THE BULKA PERIDOTITE-GABBRO INTRUSION ( West Sayan ), A SYNCOLLISIONAL TYPE OF LAYERED INTRUSIONS

E.V. Borodinaa, A.E. Izokha, and A.A. Mongushb
a V.S. Sobolev Institute of Geology and Mineralogy, Siberian Branch of the Russian Academy of Sciences, pr. Akademika Koptyuga 3, Novosibirsk, 630090, Russia
b Tuvinian Institute of Complex Natural Resources Exploration, Siberian Branch of the Russian Academy of Sciences, ul. Internatsional'naya 117a, Kyzyl, 667007, Russia
Keywords: Layered intrusions, peridotite-gabbro complexes, fractional crystallization, modeling, parental melt, picrites, rare-earth elements
Pages: 307-319

Abstract

The Bulka layered intrusion, a standard intrusion of the Bulka complex, is localized in northeastern West Sayan. The layered series is composed of dunites, melanotroctolites, troctolites, olivine gabbro, gabbro, hornblende gabbro, olivine leucogabbro, olivine leucogabbronorites, leucogabbro, hornblende leucogabbro, leucotroctolites, anorthosites, and plagioclase-containing hornblendites. The Mg-number (Mg#) varies from 76 in peridotites (38 wt.% MgO) to 34 in anorthosites (2 wt.% MgO).
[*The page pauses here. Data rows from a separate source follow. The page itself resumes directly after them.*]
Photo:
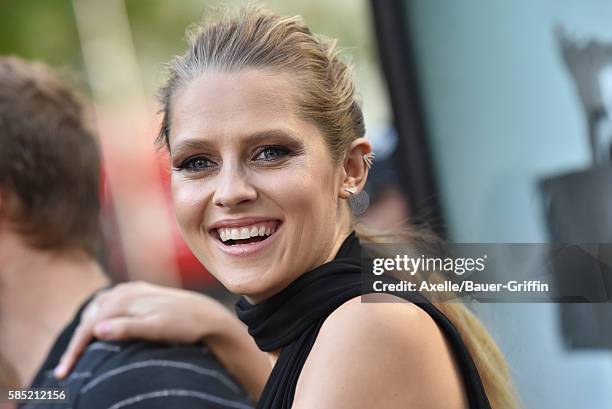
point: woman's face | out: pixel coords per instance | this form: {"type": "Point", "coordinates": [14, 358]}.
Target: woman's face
{"type": "Point", "coordinates": [254, 187]}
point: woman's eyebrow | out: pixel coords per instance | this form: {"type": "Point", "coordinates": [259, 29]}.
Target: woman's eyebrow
{"type": "Point", "coordinates": [191, 144]}
{"type": "Point", "coordinates": [257, 137]}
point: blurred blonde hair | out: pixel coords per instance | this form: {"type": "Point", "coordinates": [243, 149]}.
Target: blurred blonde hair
{"type": "Point", "coordinates": [256, 38]}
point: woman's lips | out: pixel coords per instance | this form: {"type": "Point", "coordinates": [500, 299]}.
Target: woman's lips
{"type": "Point", "coordinates": [269, 229]}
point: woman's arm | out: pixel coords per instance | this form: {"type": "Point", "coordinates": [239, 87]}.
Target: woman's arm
{"type": "Point", "coordinates": [154, 313]}
{"type": "Point", "coordinates": [382, 355]}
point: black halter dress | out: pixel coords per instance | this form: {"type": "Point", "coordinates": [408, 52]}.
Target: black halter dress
{"type": "Point", "coordinates": [292, 318]}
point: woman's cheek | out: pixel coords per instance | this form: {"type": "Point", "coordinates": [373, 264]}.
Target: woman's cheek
{"type": "Point", "coordinates": [189, 205]}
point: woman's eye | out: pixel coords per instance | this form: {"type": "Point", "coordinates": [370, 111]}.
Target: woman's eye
{"type": "Point", "coordinates": [196, 164]}
{"type": "Point", "coordinates": [271, 153]}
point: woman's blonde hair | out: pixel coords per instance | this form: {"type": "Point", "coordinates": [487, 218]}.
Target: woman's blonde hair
{"type": "Point", "coordinates": [253, 37]}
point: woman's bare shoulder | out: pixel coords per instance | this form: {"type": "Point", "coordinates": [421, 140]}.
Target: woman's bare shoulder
{"type": "Point", "coordinates": [384, 355]}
From bottom to top of the section, the following sequence of crystallization of liquidus minerals is observed: Ol ⇒ Pl ⇒ Cpx ⇒ Opx ⇒ Amph + Mag. The petrochemical features of the massif rocks are consistent with the fractional crystallization of picritic parental magma (24 wt.% MgO, 11 wt.% FeO, Mg# = 80). The compositions of model cumulates determined by fractional crystallization modeling using the COMAGMAT 3.5 computer program at 1-2 kbar, QFM buffer, and 0.5 wt.% H2O in the melt are similar to those of the intrusion rocks. The REE and trace-element patterns for these rocks show a nonfractionated composition trend with LILE and HFSE depletion. Depleted LILE pattern is similar to that in N-MORB, which evidences that the parental magma was produced through the partial melting of oceanic lithospheric mantle probably similar to the adjacent ophiolites of the Kurtushiba belt. The HFSE depletion of the intrusion rocks might be due to the island-arc processes during the belt formation. The Bulka intrusion formed at the accretion-collision stage of magmatism as a result of the differentiation of picritic melt generated from oceanic lithospheric mantle with superposed island-arc processes.